Re: cheapest way to access every 15th row in table ordered by timestamp column - solution without sort

  • From: "Jaromir D.B. Nemec" <jaromir@xxxxxxxxxxxx>
  • To: <oracle-l@xxxxxxxxxxxxx>, <Chris.Stephens@xxxxxxx>
  • Date: Sun, 23 Jan 2011 20:58:32 +0100

Hello Chris,


Can anyone think of a more efficient way to do it than this:

SELECT x.col,
             x.t_stamp
     FROM ( SELECT col,
                                   t_stamp
                                  rownum rn
                        FROM t
                       WHERE t_stamp >= TRUNC( SYSDATE - 30 )) x
    WHERE MOD( x.rn, 15 ) = 0;


It feels like there should be a better way to do it.

One possibility to save cost is to avoid the sort at all. This will be obvious solution in case that the data would contain a sequence number. You could simple filter the rows in the where predicate:

Select * from T
where mod(seq_id,15) = 0;

Unfortunately this is not the case. But it should be possible to reconstruct such sequence id. The idea is to divide the time space in buckets of 2 seconds and to assign each timestamp the bucket number. This number is used to calculate the modulo.

Here a possible solution:

select
col, t_stamp,
((t_stamp - trunc(sysdate-30)) * (24*60*30) ) biseconds_from_start,
 mod(1 + round( (t_stamp - trunc(sysdate-30)) * (24*60*30) ),15) mod2
from t order by col
;

In the first step a number of bi-seconds from the starting point is calculated. This number is used to calculate the modulo. I added one to align with row_number starting with 1 too.

There are two caveats associated with this approach. First possibility is that a timestamp is assigned to a wrong bucket due to calculation inaccuracy - example: number of bi-seconds from start calculated is 7,99999999999999999999999999999999999999. I workarounded this using round in the example above. Other possibility is to use an offset to shift the timestamp in the middle of the interval:

mod(1 + trunc((t_stamp - (trunc(sysdate-30) - 1/(24*60*60))) * (24*60*30) ),15) mod2

I shifted the intervals by one second - this works fine with my synthetic data with timestamps on 0,2,4,.. seconds.
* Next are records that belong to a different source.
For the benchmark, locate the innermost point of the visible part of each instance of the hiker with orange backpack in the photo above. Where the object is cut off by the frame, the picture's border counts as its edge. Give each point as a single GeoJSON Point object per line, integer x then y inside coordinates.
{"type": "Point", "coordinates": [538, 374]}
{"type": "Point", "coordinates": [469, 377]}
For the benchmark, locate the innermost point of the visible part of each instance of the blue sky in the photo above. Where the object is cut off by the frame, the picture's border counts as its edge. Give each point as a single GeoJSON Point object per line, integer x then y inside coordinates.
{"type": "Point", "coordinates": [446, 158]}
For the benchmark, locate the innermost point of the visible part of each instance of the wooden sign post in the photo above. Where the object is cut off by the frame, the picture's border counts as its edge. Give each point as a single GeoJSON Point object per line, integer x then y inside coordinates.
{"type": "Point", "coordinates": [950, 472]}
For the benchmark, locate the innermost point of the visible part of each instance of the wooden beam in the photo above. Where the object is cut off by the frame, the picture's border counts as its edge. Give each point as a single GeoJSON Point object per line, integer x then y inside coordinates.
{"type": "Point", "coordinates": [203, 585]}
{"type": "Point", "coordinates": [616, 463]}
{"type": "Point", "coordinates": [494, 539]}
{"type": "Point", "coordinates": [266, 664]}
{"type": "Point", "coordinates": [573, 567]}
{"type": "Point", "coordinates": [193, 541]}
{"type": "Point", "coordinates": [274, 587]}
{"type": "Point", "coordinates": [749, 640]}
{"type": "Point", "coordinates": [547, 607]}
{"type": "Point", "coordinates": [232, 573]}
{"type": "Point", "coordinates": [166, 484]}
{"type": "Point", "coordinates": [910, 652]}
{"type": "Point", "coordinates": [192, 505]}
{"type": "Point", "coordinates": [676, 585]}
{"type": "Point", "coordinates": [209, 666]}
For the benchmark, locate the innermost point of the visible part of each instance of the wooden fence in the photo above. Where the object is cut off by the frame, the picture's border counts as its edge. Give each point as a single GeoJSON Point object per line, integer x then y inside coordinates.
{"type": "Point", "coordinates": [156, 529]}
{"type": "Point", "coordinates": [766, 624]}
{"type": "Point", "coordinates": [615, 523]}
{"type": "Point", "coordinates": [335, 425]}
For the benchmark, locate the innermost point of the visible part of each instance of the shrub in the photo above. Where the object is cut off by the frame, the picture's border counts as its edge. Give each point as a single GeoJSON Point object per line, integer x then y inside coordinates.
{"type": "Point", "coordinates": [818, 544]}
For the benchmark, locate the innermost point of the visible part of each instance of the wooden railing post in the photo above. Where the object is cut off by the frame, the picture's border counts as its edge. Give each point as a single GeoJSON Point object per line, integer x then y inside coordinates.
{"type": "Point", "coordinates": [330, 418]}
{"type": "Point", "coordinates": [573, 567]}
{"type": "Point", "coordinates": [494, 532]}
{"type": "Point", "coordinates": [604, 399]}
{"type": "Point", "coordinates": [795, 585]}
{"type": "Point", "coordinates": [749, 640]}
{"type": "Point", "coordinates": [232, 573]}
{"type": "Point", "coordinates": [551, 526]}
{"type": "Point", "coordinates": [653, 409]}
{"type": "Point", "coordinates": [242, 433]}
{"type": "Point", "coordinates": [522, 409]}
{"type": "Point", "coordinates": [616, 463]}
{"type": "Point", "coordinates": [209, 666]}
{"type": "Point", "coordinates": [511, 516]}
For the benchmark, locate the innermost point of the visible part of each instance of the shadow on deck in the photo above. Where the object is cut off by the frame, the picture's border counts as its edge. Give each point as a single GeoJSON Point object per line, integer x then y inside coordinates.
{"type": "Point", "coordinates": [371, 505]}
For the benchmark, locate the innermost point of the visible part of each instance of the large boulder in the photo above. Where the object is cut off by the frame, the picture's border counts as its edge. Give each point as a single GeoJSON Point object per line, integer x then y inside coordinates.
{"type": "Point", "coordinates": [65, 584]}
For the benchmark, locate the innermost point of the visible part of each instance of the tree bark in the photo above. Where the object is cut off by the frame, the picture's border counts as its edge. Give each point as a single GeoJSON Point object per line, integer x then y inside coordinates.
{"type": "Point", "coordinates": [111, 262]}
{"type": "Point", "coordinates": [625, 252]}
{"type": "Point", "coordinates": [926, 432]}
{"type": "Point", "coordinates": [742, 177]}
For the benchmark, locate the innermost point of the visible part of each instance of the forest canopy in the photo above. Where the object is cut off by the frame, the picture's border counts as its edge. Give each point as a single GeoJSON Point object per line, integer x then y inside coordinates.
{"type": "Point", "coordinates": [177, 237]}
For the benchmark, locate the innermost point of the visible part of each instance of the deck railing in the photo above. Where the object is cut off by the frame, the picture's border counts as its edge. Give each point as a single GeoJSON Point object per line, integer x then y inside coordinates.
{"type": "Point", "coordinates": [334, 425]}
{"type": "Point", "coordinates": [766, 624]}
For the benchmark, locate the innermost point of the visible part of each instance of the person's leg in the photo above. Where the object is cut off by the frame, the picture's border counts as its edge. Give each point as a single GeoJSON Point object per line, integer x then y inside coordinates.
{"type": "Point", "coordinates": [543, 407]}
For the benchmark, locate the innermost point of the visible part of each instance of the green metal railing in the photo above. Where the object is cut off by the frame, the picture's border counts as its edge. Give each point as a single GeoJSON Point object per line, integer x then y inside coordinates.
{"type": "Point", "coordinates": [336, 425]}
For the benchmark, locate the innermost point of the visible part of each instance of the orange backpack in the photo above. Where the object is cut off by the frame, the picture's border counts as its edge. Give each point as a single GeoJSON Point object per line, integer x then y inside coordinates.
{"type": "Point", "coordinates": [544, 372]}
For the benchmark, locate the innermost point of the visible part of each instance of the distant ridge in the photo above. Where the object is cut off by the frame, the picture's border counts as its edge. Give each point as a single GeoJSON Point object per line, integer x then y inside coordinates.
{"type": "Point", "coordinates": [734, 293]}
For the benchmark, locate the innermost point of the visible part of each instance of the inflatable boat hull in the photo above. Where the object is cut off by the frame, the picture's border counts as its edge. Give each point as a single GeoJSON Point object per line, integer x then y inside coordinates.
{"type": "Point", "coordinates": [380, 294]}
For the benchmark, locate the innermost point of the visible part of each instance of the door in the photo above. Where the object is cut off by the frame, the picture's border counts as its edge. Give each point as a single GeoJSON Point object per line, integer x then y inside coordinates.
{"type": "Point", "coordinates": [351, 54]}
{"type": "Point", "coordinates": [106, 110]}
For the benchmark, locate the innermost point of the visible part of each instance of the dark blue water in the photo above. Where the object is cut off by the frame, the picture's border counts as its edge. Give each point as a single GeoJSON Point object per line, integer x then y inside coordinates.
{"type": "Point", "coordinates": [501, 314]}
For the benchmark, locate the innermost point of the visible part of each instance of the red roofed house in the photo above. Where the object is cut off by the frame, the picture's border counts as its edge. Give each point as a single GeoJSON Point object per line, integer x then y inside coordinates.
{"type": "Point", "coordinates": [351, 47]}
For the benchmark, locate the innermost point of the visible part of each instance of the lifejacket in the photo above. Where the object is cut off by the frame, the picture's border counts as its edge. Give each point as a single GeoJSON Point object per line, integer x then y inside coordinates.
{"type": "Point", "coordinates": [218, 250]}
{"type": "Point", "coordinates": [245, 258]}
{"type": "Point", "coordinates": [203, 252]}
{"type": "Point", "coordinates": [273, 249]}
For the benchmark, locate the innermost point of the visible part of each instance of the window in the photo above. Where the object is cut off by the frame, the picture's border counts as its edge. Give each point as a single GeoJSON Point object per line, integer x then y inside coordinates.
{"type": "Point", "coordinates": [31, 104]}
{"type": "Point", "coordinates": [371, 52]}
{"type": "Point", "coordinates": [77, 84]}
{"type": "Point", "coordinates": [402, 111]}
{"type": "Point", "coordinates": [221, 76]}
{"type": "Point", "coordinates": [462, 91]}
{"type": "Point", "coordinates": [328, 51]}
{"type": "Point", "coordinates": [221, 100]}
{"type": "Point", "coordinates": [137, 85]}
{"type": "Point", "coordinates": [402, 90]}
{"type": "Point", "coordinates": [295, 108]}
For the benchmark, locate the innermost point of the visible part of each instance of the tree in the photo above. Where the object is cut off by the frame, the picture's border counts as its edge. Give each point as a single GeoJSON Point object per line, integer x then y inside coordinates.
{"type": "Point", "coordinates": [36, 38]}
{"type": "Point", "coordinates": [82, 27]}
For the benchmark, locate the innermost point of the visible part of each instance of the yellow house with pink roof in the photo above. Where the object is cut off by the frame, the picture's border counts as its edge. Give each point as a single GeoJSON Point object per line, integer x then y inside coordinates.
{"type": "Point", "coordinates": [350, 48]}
The second potential problem is a slow shift of the timestamp caused by the clock inaccuracy - similar to a DBMS_JOB started each full hour with interval 60 minutes; after some time it starts minutes after the full hour. This could be corrected - if systematically occurring - with adjusting the coefficient of the number of intervals per day; e.g. (24*60*30 + 1) for watch running too fast.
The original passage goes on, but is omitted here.